If official teaching on the Church was a bit more clear that the issue is exactly that. then I think there’d be less debate on the issue.
THIS IS THE POST DELAYED BY THE MODERATOR - I have no idea why.

Well that is just my personal translation into post enlightenment English of what the Magisterium is saying in its arcane Aristotelian use of English - after six years Thomistic theological training under Dominican professors, two engineering degrees and a further 30 years reflection trying to make sense of both schizophrenic vocabs. Maybe I ma mistaken but it seems to respect both worlds and still makes sense to me 🤣.
… you can’t take a pill to help keep you from having kids, but you can take one to assist in the opposite aim.
Yes its an interesting contradiction but I think only apparent. In a non fallen world abstention would be the correct answer, just as there would be no private property.

But I think its fairly objectively clear in a virtue based ethics system why a pill can be taken to assist with sex but not the reverse.
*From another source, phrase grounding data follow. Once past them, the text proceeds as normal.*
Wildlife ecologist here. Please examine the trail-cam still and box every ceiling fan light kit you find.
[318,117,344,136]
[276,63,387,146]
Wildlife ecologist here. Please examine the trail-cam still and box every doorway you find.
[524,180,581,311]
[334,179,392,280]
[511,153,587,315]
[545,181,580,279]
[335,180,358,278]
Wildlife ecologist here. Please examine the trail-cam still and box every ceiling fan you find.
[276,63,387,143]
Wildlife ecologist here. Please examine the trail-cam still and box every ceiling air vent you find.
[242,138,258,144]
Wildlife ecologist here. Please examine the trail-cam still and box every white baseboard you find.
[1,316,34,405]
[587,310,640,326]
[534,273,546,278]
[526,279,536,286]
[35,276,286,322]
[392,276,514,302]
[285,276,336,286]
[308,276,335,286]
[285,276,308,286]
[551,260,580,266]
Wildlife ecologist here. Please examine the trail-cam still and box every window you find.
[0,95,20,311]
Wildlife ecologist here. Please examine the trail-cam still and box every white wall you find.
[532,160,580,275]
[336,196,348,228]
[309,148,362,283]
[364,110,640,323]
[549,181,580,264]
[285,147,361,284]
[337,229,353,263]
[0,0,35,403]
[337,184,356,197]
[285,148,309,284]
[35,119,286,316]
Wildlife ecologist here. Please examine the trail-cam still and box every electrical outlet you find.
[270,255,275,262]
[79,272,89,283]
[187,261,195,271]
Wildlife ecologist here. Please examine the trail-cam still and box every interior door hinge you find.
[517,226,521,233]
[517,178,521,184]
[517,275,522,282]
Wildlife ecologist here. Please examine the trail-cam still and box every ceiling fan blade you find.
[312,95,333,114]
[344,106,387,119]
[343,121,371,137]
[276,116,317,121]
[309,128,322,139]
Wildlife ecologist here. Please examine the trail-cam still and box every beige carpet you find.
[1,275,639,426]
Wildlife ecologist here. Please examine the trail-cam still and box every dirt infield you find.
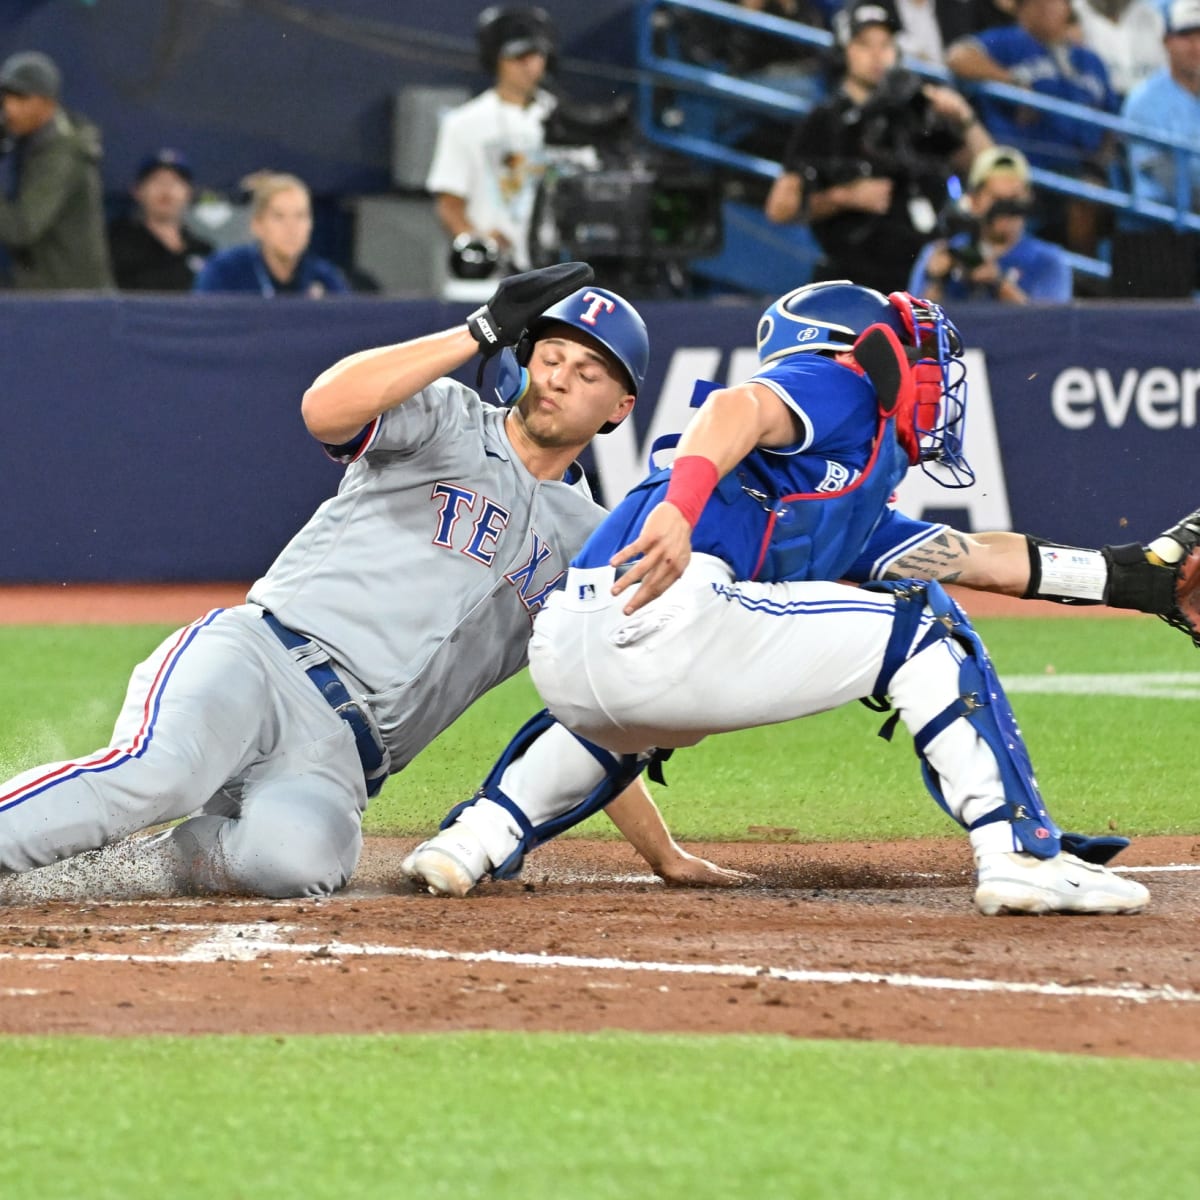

Sex has a normative biological trajectory and when we freely choose to frustrate it a line is crossed re the sort of people we are making ourselves into and intent (which consciously or unconsciously, shapes who we become).

That is not to damn BCers of course. But its now walking a moral tightrope without a safety net.
Nor is it to grace all NFPers - one can still have a malicious anti-life intent while doing what the Church says.

I suppose the true test is what a couple decides when their chosen method fails. I accept many BCers would not think of aborting. Grace is mysterious and personal and concrete and particular and cannot be presumed simply on the basis of engaging in (allegedly) always and everywhere gravely disordered acts. We all operate from chasms of both unfreedom and freedom where God’s wind whistles.
Of course, the means the sacrifice of the implicit appeals to nature that makes the doctrine more intellectually digestible to many in favor of bald and seemingly capricious appeals to authority “in the name of God” by those who claim to wield that authority. But if the shoe fits… 🤷‍♂️
The Church has many tools for assisting the faithful at different levels of moral maturity. I personally tend to think HV was more disciplinary than it was doctrinal - though it was doctrinal.
I don’t believe the issue is as doctrinally “always and everywhere” as JPII’s VS makes out. Like Communion practise much of it I suspect is disciplinary. The Church was ripping itself apart on the question and the Pope basically said, “this is how it is for the moment, no more theological debate, just do what you are told and this is how high I want you to jump going forward.”

In fact the Church has been very lenient in the confessional, with even the Magisterial Vademecum advising priests to “turn a blind eye” to some extent for the faithful who were judged “invincibly ignorant” and allow them Communion even if they kept on using BC.
In fact many priests had reached that conclusion independently even without the Vademecum I suggest.